# MAX VG



## rvdwesth (10/7/15)

So I asked this many times before, but things might have changed since.
Who except Vapormountain sells MAX VG juices? 

I love the VM juice, but want to try something new...

I am also very tired of waiting weeks for my Mount Baker to arrive every month.
I DIY my juice mostly but sometimes I just want something diffrent.
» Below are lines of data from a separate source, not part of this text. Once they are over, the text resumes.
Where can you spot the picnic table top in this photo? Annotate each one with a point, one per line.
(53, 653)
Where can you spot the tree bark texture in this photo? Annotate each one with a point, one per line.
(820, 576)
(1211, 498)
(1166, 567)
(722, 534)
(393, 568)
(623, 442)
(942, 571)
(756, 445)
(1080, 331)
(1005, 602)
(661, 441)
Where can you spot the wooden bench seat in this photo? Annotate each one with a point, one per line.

It seems next to impossible to find good off the shelf VG juice


----------



## KieranD (10/7/15)

I will have some in over the weekend  

Northern Craft Vapes is a 80% VG blend


----------



## rvdwesth (10/7/15)

@KieranD I bought some Jimmy the Juice man now now for my missus and she nearly coughed out a lung from the bit of PG in that...
The only juices she can vape smoothly is VM, MBV and my DIY stuff... I tried the SB and Kings Crown from you also and she gets the coughs.
So I'm a bit desperate here for her.


----------



## Mario (10/7/15)

@rvdwesth 

Have a look at @Sir Vape below

http://www.sirvape.co.za/collections/ripe-vapes/products/coconut-thai

http://www.sirvape.co.za/collections/the-vaping-rabbit/products/the-vaping-rabbit-the-alice

http://www.sirvape.co.za/collections/the-vaping-rabbit/products/the-vaping-rabbit-the-white-rabbit

http://www.sirvape.co.za/collection...ucts/nicks-blissful-brews-smoked-custard-plus

@RevnLucky7 
https://www.vapemob.co.za/product/rocket-sheep-purple-alien-max-vg/

https://www.vapemob.co.za/product/rocket-sheep-cloudsat-max-vg/

sold out at this time.

Hope this helped

Peace!!!

Reactions: Thanks 1


----------



## Blu_Marlin (11/7/15)

rvdwesth said:


> So I asked this many times before, but things might have changed since.
> Who except Vapormountain sells MAX VG juices?
> 
> I love the VM juice, but want to try something new...
> ...


You could also try Vape Decedence http://www.ecigssa.co.za/taking-vaping-to-the-next-level-with-vapedecadence.t12974/


----------



## huffnpuff (11/7/15)

Craft Vapour also have juices in 80% and Skyblue can do something for you on request.


----------



## Stroodlepuff (11/7/15)

rvdwesth said:


> So I asked this many times before, but things might have changed since.
> Who except Vapormountain sells MAX VG juices?
> 
> I love the VM juice, but want to try something new...
> ...



We have Cloud Company which is 90% and Some stash.

We will have another 80/20 brand soon


----------